“Whoa! You really know how to up the ante, huh?” My friend isn’t wrong. I am already a high-risk pregnancy patient, between a clotting disorder that requires daily blood thinner injections, a history of preterm labor with neonatal demise at 23w, a preemie at almost 35w, and gestational diabetes. Who in their right mind would add a global pandemic to their already precarious prenatal situation? In my defense, when we conceived, COVID-19 was not making headlines and we had had two preconception consultations with my maternal fetal medicine doctor. We knew exactly what we were signing up for – blood thinners starting at 6 weeks, ultrasounds at 6, 8, and 12 weeks, preventative cerclage between 13-15 weeks, likely biweekly ultrasounds to check cervical length until 24 weeks, and weekly progesterone injections. All of that I was prepared to handle. But then, COVID-19 came in like a wrecking ball and completely changed my plan.

Anything that seemed straightforward before is no more. When I walked in for my 12 week ultrasound, I was told my husband had to wait outside. Going in for my cerclage surgery, I was told they would prefer if my husband stayed home until I got into phase II recovery. This was after two weeks of fretting that my surgery would get canceled altogether because while it is not elective, it was preventative.

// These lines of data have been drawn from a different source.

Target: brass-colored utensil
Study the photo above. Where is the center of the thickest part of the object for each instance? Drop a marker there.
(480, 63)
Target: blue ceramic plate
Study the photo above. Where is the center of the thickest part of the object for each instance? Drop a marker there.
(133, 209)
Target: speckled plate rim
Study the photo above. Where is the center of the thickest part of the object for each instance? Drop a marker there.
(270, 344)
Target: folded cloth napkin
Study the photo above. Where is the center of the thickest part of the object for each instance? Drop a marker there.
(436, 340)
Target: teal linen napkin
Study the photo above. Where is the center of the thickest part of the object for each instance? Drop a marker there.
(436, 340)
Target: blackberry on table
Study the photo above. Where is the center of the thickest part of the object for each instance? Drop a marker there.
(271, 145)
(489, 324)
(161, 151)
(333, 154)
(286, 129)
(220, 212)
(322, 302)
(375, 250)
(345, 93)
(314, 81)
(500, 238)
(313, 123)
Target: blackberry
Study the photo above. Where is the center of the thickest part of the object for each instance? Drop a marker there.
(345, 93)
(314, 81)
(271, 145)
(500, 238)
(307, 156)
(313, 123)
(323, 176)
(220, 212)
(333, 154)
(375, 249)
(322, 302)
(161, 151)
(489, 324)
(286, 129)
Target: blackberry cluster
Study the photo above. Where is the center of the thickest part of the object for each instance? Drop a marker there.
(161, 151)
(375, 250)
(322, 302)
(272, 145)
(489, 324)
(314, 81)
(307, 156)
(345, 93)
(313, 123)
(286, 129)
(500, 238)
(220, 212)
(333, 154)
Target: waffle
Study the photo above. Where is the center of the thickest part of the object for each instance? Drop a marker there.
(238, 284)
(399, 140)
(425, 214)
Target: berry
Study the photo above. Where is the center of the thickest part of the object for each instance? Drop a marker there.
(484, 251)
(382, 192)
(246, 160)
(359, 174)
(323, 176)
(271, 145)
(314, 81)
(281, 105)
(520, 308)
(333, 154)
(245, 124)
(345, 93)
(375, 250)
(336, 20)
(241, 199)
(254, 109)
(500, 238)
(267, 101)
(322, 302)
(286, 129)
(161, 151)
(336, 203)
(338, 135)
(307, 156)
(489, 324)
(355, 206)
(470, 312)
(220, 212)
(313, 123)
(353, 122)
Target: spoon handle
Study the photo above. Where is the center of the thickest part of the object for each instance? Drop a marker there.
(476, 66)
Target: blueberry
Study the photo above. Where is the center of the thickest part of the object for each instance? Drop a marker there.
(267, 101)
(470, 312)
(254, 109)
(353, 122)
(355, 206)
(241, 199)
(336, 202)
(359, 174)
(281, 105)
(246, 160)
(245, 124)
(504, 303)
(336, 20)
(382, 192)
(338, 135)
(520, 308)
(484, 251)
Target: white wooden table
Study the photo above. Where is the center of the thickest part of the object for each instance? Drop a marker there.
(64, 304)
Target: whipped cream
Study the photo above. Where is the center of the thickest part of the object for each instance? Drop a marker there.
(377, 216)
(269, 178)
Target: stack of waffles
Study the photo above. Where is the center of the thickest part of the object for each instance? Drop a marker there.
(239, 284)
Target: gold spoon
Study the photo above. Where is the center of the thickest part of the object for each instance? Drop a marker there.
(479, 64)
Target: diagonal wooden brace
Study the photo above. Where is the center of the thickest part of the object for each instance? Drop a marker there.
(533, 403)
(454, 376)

While logically I know that our current global crisis requires an entire community response, it is so hard to prioritize the needs of the many over my needs and the needs of this little being kicking around inside me. I have to keep finding new pockets of strength I never knew I had to weather each change in my prenatal routine. What I took for granted before I now realize just how lucky I was that I only had to worry about myself.

I am now preparing mentally for a delivery room situation that will not include my husband. My husband who supported me through the preterm birth and loss of our first child, and who helped me push through all my fears when bringing our second baby into this world. Who has seen me at my weakest moments, picked me up, and held me close. But if there is one benefit to being a loss mom and a high risk pregnancy patient – I have learned how to advocate for myself. I have gained the confidence to navigate the system because I know that my child’s life is at stake if I do not speak up and speak out when I think something is wrong. My motto after two high risk pregnancies is “I don’t trust my body, I know my body.” This time around, I have to trust that that knowledge and experience will carry me through again no matter what comes my way.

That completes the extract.